En yoğun duygu sonlara kadar meraktı. Son bölümde ise bir tür “yeniden birleşme” duygusuydu. Devletlerin ayırdığı bir evin iki ailesinin birleşmesiydi. İki yerde çekim yaparken zorlandım:
Bazı yerlere girmek ve çekmek imkansızdı. Buralarda birtakım tekniklerle almamız gerekeni aldık, burada açıklamayalım. Bir de filmin sonundaki taş ile buluşma anı bizi çok zorladı. Ekipçe tüm karakterlerle bir aile olmuştuk ve sondaki buluşmada duyguların çok yükselmesi bizi biraz zorladı. Görüntü yönetmeni Andreas Ascanius’a da bu tür anlardaki performansı için çok teşekkür etmemiz lazım.
Seyircilerden nasıl reaksiyon aldın?
Filmi Mart ayında Selanik Uluslararası Belgesel Film Festivali’nde açtık. Salon dopdoluydu ve film bittiğinde büyük bir alkış aldı. İnsanlar çok duygulanmışlardı ve uzun bir soru-cevap süreci yaşandı. Bir sürü insanın ailelerinin melankolisini taşıması, suyun öte tarafına karşı derin bir özlem duyması Selanik’te bizi çok etkiledi. İstanbul’da Documentarist gösterimi yaptık, orada da katılım çok iyiydi ve yine çok faydalı bir soru-cevap yaşanmıştı. Seyirciyle konuşmak çok sevdiğim, çok öğretici bir şey.
Filmin festival yolculuğunu nasıl gidiyor?
Türkiye prömiyerini Documentarist Belgesel Film Günleri’nde yaptık. Kanada’da bir festivalde finaldeyiz. Los Angeles’da gösterildi. Ekim ayında Midilli adasına gideceğiz
Bir de daha lokal bir gösterim stratejisi üzerinde çalışıyoruz. Çünkü binlerce insanın olduğu mübadil grupları ve buradaki Müslüman, Hristiyan herkesten mesajlar alıyoruz.

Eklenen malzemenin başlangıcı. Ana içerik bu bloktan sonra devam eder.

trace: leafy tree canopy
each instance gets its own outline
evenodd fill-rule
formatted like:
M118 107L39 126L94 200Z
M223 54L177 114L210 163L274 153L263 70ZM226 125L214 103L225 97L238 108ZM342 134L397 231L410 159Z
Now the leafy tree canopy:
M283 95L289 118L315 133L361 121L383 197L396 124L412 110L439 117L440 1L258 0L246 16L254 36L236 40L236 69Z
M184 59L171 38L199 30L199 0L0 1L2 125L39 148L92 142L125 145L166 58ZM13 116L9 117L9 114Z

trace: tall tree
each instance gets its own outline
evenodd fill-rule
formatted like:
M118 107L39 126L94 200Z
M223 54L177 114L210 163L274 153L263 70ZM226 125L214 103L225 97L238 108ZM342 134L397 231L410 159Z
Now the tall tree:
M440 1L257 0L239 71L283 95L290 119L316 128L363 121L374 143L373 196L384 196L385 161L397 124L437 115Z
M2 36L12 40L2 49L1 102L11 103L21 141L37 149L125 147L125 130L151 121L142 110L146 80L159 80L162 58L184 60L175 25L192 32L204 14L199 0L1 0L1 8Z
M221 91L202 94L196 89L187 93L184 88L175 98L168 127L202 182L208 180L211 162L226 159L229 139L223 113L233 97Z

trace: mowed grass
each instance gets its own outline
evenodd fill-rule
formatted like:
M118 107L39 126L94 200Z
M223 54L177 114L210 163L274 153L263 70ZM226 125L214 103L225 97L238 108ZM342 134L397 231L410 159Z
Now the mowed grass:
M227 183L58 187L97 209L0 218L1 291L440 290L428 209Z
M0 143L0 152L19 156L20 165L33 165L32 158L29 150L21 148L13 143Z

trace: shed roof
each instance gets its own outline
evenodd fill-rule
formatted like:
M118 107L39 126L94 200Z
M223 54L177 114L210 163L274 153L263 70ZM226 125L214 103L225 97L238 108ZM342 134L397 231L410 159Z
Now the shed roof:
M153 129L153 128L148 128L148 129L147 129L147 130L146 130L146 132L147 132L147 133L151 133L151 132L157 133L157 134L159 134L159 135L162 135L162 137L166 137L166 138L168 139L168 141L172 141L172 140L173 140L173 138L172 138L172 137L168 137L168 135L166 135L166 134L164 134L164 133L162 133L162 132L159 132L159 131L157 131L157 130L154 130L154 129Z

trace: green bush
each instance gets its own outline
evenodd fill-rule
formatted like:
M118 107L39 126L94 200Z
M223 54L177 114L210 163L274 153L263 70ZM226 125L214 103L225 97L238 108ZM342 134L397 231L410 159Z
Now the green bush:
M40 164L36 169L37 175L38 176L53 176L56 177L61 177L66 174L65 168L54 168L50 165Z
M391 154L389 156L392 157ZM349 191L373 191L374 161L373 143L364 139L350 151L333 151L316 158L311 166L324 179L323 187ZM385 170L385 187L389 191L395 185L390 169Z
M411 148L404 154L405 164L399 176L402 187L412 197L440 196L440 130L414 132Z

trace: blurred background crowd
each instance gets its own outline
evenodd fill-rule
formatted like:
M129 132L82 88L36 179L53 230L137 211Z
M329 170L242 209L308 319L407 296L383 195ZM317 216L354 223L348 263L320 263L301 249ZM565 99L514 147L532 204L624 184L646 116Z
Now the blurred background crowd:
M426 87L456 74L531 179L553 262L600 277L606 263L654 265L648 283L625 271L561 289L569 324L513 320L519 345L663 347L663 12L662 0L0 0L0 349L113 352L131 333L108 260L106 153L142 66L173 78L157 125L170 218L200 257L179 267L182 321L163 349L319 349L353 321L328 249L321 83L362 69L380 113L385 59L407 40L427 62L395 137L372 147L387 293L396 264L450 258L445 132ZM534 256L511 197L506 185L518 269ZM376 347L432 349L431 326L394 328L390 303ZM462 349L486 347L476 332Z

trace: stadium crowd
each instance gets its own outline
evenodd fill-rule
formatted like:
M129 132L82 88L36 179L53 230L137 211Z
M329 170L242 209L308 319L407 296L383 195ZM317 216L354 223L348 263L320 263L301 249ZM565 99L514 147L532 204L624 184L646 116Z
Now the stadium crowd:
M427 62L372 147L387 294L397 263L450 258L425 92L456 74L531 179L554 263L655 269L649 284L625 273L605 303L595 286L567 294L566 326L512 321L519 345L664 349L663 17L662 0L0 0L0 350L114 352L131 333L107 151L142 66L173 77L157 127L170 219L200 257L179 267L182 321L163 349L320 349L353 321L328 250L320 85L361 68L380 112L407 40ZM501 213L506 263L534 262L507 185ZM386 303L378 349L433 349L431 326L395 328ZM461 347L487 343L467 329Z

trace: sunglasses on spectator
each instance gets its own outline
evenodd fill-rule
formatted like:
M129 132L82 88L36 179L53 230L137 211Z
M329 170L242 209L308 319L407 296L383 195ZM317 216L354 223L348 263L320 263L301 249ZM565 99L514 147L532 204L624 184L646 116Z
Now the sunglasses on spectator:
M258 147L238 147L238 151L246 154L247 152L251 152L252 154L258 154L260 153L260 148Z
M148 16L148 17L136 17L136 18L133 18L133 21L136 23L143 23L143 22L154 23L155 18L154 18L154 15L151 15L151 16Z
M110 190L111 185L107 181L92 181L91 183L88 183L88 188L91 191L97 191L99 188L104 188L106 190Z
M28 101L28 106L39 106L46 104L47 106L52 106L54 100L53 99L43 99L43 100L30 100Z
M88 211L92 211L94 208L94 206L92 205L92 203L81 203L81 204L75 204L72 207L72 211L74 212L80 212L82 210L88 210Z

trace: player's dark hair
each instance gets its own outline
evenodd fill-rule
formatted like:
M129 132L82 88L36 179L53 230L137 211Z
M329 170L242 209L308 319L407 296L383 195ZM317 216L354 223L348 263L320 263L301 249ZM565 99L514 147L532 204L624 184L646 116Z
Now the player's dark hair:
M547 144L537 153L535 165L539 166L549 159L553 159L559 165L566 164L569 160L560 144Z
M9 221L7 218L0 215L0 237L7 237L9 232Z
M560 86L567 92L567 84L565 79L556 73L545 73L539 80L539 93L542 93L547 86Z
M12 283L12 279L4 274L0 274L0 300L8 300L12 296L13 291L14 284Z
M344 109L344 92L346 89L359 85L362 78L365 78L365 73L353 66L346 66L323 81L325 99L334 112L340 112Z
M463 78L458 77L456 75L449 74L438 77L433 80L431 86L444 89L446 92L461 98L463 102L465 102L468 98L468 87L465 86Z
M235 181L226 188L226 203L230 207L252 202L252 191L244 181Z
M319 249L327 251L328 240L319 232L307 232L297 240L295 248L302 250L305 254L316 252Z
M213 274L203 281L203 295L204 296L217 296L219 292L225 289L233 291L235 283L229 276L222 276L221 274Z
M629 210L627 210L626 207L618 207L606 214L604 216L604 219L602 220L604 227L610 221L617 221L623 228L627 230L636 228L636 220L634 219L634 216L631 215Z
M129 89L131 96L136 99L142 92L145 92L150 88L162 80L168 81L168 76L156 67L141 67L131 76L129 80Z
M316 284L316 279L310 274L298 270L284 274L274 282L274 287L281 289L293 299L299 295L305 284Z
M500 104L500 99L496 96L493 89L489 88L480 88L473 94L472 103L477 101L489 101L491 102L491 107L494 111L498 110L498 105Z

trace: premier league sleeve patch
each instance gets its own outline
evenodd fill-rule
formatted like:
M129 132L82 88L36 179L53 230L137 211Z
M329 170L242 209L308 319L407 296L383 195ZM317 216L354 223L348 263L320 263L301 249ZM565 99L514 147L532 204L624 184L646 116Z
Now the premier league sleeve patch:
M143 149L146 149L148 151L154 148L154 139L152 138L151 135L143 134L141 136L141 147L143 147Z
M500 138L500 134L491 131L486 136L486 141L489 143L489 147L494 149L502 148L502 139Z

Başka projeler var mı aklında?
Bir süredir güncel göç üzerine çalışıyorum. Türkiye’den Avrupa’ya son dönem göç ilgimi çekiyor. Eğitimli insanların Türkiye’den göç etmesi bir yanıyla tabii ki anlaşılabilir; ancak diğer yanıyla niteliksizleşmenin hızlanması anlamına da geliyor. Yeni göçmenlerin Avrupa’da yaşadıkları kültür şoku, sonraki süreçte kendi ülkeleri ve yeni ülkelerinde karşılaştıkları önyargılar ilgimi çekiyor. Danimarka Film Enstitüsü ile görüşmekte ve İstanbul-Kopenhag arası gidip gelen bir film üzerine çalışmaktayız.